Continua l'eccezionale ondata di freddo che ormai da una settimana sta investendo la Capitale. Temperature giù di parecchi gradi rispetto alla media stagionale e freddo percepito che va anche al di là dei 4 gradi di minima fatti registrare dal termometro. Infatti a mitigare il freddo non ci sono i termosifoni, la cui accensione nella Capitale è fissata al 1 novembre.

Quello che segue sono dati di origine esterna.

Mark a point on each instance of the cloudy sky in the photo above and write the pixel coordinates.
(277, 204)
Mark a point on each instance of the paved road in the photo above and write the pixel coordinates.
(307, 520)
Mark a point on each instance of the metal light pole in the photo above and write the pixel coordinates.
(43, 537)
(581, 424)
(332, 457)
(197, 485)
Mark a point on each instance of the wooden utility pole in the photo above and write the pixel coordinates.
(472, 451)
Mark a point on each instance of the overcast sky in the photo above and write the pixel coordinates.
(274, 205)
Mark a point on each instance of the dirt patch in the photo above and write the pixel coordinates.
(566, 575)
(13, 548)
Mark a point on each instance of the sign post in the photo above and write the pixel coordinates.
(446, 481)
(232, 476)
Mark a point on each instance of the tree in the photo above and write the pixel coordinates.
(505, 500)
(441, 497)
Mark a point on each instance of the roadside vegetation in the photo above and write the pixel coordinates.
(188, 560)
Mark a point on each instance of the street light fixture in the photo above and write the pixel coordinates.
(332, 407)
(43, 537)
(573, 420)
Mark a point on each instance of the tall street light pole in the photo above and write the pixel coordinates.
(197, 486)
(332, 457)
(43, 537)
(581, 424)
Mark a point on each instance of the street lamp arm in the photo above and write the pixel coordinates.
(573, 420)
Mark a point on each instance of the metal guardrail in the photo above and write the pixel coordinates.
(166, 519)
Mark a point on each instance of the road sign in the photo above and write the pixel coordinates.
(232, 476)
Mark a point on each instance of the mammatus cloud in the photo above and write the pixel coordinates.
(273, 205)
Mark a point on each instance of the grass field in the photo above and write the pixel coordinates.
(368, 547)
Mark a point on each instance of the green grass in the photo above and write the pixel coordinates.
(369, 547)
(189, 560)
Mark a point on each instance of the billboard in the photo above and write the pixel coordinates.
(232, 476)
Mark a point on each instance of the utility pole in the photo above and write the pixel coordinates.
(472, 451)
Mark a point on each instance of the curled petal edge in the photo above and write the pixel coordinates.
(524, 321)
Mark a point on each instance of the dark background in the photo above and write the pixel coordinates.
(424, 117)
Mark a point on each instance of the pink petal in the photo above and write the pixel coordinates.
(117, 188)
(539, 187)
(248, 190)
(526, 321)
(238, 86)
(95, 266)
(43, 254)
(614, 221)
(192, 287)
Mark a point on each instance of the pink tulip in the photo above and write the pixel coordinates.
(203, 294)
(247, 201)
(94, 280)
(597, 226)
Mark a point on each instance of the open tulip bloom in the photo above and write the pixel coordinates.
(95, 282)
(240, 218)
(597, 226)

L'Adoc, il sindacato dei consumatori, ha oggi chiesto al Comune di Roma di accendere immediatamente gli impianti termici.
“Stiamo ricevendo centinaia di telefonate, soprattutto di pensionati, che si lamentano dei termosifoni tenuti spenti dal Comune di Roma”, ha dichiarato Carlo Pileri, Presidente dell'Adoc. “Nonostante le temperature invernali i termosifoni verranno attivati solo dal 1° novembre, come previsto dalla legge. La stessa norma, però, prevede che gli impianti termici possono essere attivati, in deroga alle disposizioni vigenti, in presenza di condizioni climatiche che ne giustifichino l'esercizio”.

Le temperature minime di Roma in questi giorni si attestano sui 5°, la metà di Genova e poco meno di Trieste, dove la media per la minima è di 8°. A Venezia e Bologna la temperatura minima oscilla sui 4°. “Alla luce di questi dati”, spiega Pileri, “abbiamo chiesto al Sindaco Alemanno di anticipare l'avvio del riscaldamento, ritenendo necessaria e fattibile l'accensione immediata dei termosifoni. Molti anziani si sono già ammalati a causa del freddo, e con queste temperature aumentano i rischi di diffusione dell'influenza. Visti i recenti cambiamenti climatici sarebbe anche opportuno abrogare la norma sull'attivazione degli impianti".

Per Adoc i costi per proteggersi dal freddo sono alti. I romani, tra raffreddori e spese elettriche per riscaldarsi, spendono oltre 185 euro per 15 giorni.

"Stufe elettriche e termoventilatori, le cui vendite sono salite del 15% rispetto alla media, costano mediamente 60 euro”, continua Pileri, “tenerle accese per 10 ore al giorno fa lievitare la bolletta elettrica, in media, di 7 euro al giorno. Per sopportare 15 giorni di freddo, la spesa è di oltre 100 euro. Se a queste spese si sommano i costi, intorno ai 20 euro, per l'acquisto di medicinali contro il raffreddamento, il caro freddo alle famiglie romane costa circa 185 euro. Un danno enorme per molte famiglie della Capitale”.